Dr. Linda Nabha, an infectious disease specialist, emphasized that we're actually talking about the 'efficacy rate,' and not the effectiveness. She said the 'Efficacy Rate' is a measurement of how effective a vaccine is in a controlled environment, like a study. 

"In these trials, we use terms like 'vaccine efficacy,'" she said. "But when it gets out in the real world, this vaccine - we're going to talk about vaccine effectiveness."

It's not unusual for a vaccine to be approved, without being 100% effective, according to the World Health Organization.

"No vaccine is 100 percent effective," wrote the WHO on their website. "To make vaccines safer than the disease, the bacteria or virus is killed or weakened (attenuated). For reasons related to the individual, not all vaccinated persons develop immunity.”

The Centers For Disease Control and Prevention reiterated this point on their website.

"Vaccines are the best defense we have against infectious diseases," the CDC wrote on their website. "But no vaccine is actually 100% safe or effective for everyone because each person’s body reacts to vaccines differently.”

According to the CDC, recent studies have shown that the flu vaccination reduces the risk of flu illnesses by just 40 to 60 percent.

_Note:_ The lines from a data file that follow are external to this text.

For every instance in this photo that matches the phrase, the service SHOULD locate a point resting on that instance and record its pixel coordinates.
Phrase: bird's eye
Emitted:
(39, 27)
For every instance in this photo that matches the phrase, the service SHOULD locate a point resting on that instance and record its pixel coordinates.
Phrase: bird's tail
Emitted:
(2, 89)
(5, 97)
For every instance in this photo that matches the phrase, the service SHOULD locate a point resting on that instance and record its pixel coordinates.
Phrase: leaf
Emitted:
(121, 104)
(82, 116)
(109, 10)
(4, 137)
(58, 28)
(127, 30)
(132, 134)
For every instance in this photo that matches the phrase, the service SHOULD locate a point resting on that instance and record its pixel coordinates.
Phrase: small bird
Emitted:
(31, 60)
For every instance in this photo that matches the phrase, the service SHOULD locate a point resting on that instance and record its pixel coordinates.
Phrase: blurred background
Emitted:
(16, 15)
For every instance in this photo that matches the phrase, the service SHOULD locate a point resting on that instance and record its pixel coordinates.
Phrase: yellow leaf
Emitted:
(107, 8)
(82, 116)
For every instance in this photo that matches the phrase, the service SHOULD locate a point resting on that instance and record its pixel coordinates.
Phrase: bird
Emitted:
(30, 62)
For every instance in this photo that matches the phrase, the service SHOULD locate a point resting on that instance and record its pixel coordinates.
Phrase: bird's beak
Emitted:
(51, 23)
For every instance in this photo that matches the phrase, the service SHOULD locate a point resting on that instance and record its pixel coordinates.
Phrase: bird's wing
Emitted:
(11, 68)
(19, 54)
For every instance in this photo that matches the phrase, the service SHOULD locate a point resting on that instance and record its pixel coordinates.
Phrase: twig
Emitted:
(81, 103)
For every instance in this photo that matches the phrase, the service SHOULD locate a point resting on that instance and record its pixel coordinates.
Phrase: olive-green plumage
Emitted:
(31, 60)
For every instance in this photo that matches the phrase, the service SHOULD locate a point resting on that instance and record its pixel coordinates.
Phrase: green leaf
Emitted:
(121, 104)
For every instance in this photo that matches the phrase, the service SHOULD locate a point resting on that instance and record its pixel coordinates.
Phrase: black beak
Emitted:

Even the MMR Vaccine, which protects against measles, is not perfect, with an effectiveness of 97 percent, according to the CDC

Dr. Nabha said that a vaccine can be incredibly important for a community, even if it's not 100 percent effective. She said the flu vaccine is a prime example.

"People who get the vaccine may sill get the flu," she said. "With the flu vaccine. But the most part their disease is milder than if they hadn't had the vaccine."